Ramba

Ramba is a Python project that provides a fast, distributed, NumPy-like array API using compiled Numba functions and a Ray or MPI-based distributed backend. It also provides a way to easily integrate Numba-compiled remote functions and remote Actor methods in Ray.

The main use case for Ramba is as a fast, drop-in replacement for NumPy.

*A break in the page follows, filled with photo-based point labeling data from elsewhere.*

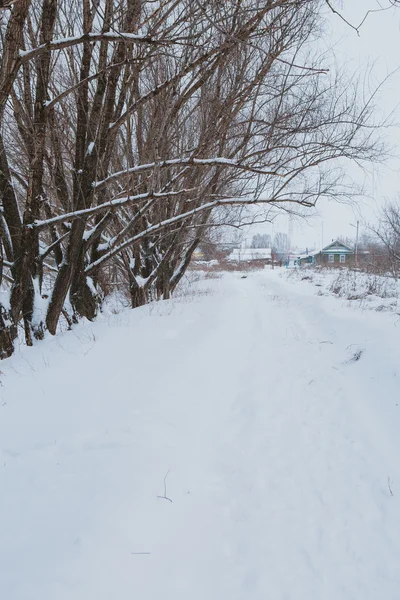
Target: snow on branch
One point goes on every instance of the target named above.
(200, 162)
(87, 212)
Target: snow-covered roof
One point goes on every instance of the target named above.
(250, 254)
(337, 246)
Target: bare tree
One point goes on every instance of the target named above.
(129, 128)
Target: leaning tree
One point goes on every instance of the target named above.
(129, 126)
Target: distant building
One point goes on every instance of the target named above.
(261, 256)
(335, 254)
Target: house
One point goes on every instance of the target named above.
(258, 256)
(336, 253)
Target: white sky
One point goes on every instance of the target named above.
(377, 47)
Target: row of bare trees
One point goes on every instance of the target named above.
(127, 127)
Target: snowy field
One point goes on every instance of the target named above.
(238, 442)
(360, 290)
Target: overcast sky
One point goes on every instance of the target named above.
(377, 47)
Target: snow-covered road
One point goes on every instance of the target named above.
(277, 452)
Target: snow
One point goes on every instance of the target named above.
(279, 451)
(358, 289)
(245, 254)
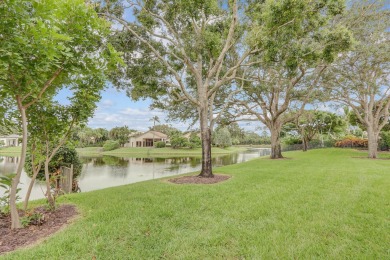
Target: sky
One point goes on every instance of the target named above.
(116, 109)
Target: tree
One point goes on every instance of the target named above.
(51, 124)
(155, 119)
(222, 138)
(166, 129)
(44, 45)
(181, 52)
(312, 122)
(300, 39)
(360, 78)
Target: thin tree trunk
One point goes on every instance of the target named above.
(276, 149)
(206, 171)
(49, 196)
(305, 144)
(372, 143)
(15, 221)
(28, 194)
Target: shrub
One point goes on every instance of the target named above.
(191, 145)
(178, 142)
(110, 145)
(160, 144)
(65, 156)
(352, 141)
(223, 138)
(194, 141)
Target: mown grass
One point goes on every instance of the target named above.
(152, 152)
(322, 204)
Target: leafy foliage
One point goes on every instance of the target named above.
(120, 134)
(222, 138)
(65, 156)
(352, 141)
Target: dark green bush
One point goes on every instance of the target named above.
(110, 145)
(66, 156)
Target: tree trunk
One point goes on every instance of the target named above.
(49, 196)
(206, 171)
(276, 149)
(35, 173)
(15, 221)
(372, 142)
(305, 144)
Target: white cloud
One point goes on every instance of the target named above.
(106, 103)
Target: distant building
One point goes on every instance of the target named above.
(9, 140)
(188, 135)
(146, 139)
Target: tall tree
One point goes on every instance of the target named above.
(44, 44)
(182, 52)
(299, 38)
(313, 122)
(53, 123)
(360, 78)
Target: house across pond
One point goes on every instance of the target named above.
(146, 139)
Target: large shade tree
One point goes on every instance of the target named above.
(43, 45)
(181, 52)
(299, 38)
(51, 124)
(360, 78)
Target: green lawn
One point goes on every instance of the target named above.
(144, 151)
(322, 204)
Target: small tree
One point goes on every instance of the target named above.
(222, 138)
(44, 43)
(120, 134)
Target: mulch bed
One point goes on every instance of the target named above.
(53, 221)
(200, 180)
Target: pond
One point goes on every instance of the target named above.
(109, 171)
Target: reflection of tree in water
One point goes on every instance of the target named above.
(86, 160)
(98, 161)
(115, 161)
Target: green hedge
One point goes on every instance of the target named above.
(110, 145)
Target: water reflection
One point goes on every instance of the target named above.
(108, 171)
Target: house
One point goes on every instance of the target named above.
(188, 135)
(146, 139)
(9, 140)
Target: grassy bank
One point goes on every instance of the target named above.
(319, 204)
(153, 152)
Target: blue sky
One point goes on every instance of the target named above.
(117, 109)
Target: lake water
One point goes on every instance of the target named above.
(108, 171)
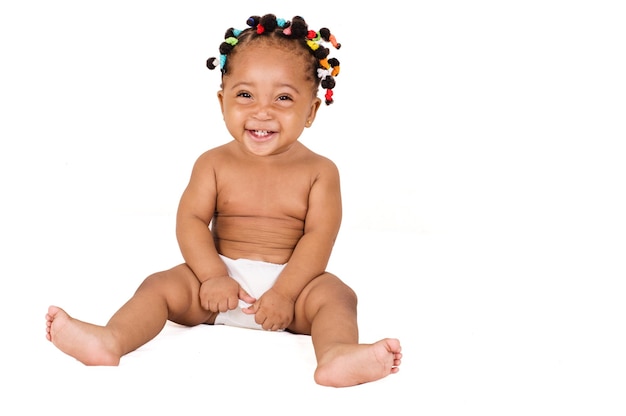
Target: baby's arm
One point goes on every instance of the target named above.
(218, 292)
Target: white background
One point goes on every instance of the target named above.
(482, 141)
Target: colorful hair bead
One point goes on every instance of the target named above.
(296, 29)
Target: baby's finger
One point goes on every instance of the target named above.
(243, 295)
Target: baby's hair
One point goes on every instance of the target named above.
(324, 69)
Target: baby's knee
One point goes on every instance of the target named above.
(330, 287)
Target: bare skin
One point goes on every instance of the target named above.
(263, 196)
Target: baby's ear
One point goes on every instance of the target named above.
(220, 97)
(315, 105)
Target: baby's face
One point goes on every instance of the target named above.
(267, 99)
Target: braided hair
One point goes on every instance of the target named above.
(323, 69)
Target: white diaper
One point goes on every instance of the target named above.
(255, 277)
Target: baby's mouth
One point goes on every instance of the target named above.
(261, 134)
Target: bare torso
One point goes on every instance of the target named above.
(261, 205)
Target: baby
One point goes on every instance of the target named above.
(257, 222)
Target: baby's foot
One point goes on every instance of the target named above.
(349, 365)
(81, 340)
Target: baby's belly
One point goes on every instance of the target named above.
(257, 238)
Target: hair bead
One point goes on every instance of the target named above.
(297, 29)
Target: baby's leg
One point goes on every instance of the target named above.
(173, 293)
(326, 309)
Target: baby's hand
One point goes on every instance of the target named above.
(273, 311)
(220, 294)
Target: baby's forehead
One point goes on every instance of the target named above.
(279, 51)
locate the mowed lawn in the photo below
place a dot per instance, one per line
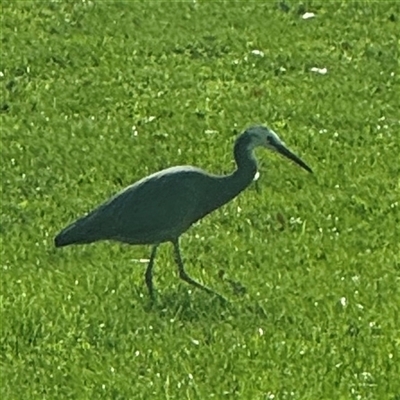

Although NumPy typically uses C libraries to implement array functions, it is still largely single threaded, and typically does not make use of multiple cores for most functions, and definitely cannot make use of multiple nodes in a cluster.

Ramba lets NumPy programs make use of multiple cores and multiple nodes with little to no code changes.

Example

Consider this simple example of a large computation in NumPy:

# test-numpy.py
import numpy as np
import time

t0 = time.time()
A = np.arange(1000*1000*1000)/1000.0
B = np.sin(A)
C = np.cos(A)
D = B*B + C**2

t1 = time.time()
print (t1-t0)

Let us try running this code on a dual-socket server with 36 cores/72 threads and 128GB of DRAM:

% python test-numpy.py
47.55583119392395

This takes over 47 seconds, but if we monitor resource usage, we will see that only a single core is used. All others remains idle.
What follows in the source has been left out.